**Content provided under a Creative Commons Attribution license, CC-BY 4.0. Code under Apache-2.0 License. (c) 2023 Wuqi Liang.**

**Last built on March 27, 2023.**

This is one of the notebooks for the [demos of AdaSmooth](https://github.com/ahddlwq/AdaSmooth-master/demos/cifar10), for visualizing the performance of AdaSmooth and its counterparts using Jupyter Notebook. 
AdaSmooth was proposed in the paper [AdaSmooth: A Novel Method for Adaptive Gradient Optimization].
You can view the [GitHub page of AdaSmooth](https://github.com/ahddlwq/AdaSmooth-master) to learn about the basic usage of AdaSmooth in popular deep learning frameworks.

You can read and follow along this notebook online, or clone and run on your local.

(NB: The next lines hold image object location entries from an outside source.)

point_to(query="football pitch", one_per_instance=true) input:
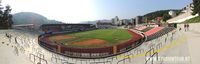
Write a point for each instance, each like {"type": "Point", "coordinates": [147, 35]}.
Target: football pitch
{"type": "Point", "coordinates": [93, 38]}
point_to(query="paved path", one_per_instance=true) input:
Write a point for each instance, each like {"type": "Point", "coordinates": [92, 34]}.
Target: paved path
{"type": "Point", "coordinates": [194, 46]}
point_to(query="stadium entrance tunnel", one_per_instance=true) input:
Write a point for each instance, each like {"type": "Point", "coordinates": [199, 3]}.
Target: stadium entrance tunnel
{"type": "Point", "coordinates": [92, 53]}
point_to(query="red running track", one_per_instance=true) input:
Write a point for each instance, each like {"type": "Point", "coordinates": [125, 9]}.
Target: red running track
{"type": "Point", "coordinates": [152, 31]}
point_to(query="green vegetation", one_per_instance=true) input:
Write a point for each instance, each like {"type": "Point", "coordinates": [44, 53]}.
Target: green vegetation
{"type": "Point", "coordinates": [111, 36]}
{"type": "Point", "coordinates": [193, 20]}
{"type": "Point", "coordinates": [160, 13]}
{"type": "Point", "coordinates": [32, 18]}
{"type": "Point", "coordinates": [196, 8]}
{"type": "Point", "coordinates": [5, 17]}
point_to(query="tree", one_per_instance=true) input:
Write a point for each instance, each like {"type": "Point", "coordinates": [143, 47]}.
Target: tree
{"type": "Point", "coordinates": [196, 7]}
{"type": "Point", "coordinates": [5, 17]}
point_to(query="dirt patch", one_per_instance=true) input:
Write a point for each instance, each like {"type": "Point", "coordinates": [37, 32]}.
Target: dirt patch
{"type": "Point", "coordinates": [61, 37]}
{"type": "Point", "coordinates": [90, 42]}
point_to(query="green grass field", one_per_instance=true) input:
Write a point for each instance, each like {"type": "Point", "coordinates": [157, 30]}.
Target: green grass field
{"type": "Point", "coordinates": [111, 36]}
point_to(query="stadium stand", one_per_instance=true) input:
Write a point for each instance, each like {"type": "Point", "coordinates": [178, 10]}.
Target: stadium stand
{"type": "Point", "coordinates": [146, 29]}
{"type": "Point", "coordinates": [60, 28]}
{"type": "Point", "coordinates": [159, 33]}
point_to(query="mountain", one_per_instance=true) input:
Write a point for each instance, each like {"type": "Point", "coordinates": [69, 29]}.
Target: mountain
{"type": "Point", "coordinates": [161, 13]}
{"type": "Point", "coordinates": [32, 18]}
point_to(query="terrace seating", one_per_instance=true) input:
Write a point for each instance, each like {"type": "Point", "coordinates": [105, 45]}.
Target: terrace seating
{"type": "Point", "coordinates": [141, 28]}
{"type": "Point", "coordinates": [147, 29]}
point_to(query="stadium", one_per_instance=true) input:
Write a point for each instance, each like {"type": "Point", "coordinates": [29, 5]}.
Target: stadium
{"type": "Point", "coordinates": [87, 41]}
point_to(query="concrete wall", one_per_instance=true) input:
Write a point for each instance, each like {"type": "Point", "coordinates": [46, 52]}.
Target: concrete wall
{"type": "Point", "coordinates": [193, 26]}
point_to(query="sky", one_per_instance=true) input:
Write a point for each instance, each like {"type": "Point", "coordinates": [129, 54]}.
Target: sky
{"type": "Point", "coordinates": [75, 11]}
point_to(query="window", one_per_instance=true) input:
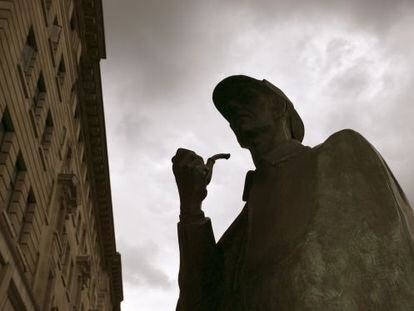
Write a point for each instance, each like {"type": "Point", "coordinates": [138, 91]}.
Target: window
{"type": "Point", "coordinates": [5, 126]}
{"type": "Point", "coordinates": [73, 24]}
{"type": "Point", "coordinates": [61, 71]}
{"type": "Point", "coordinates": [47, 132]}
{"type": "Point", "coordinates": [48, 4]}
{"type": "Point", "coordinates": [29, 53]}
{"type": "Point", "coordinates": [55, 32]}
{"type": "Point", "coordinates": [30, 234]}
{"type": "Point", "coordinates": [18, 169]}
{"type": "Point", "coordinates": [39, 95]}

# Empirical Study on CIFAR-10

Let's play with the CIFAR-10 ([Krizhevsky & Hinton, 2009](https://www.cs.toronto.edu/~kriz/learning-features-2009-TR.pdf)) image classification task.
We will train two benchmark models: ResNet ([He et al., 2016](https://arxiv.org/abs/1512.03385)) and DenseNet ([Huang et al., 2017](https://arxiv.org/abs/1608.06993)) with AdaSmooth and other baseline methods: SGD, RMSProp, AdaGrad, Adam, AMSGrad, AdaBound and AdaMod.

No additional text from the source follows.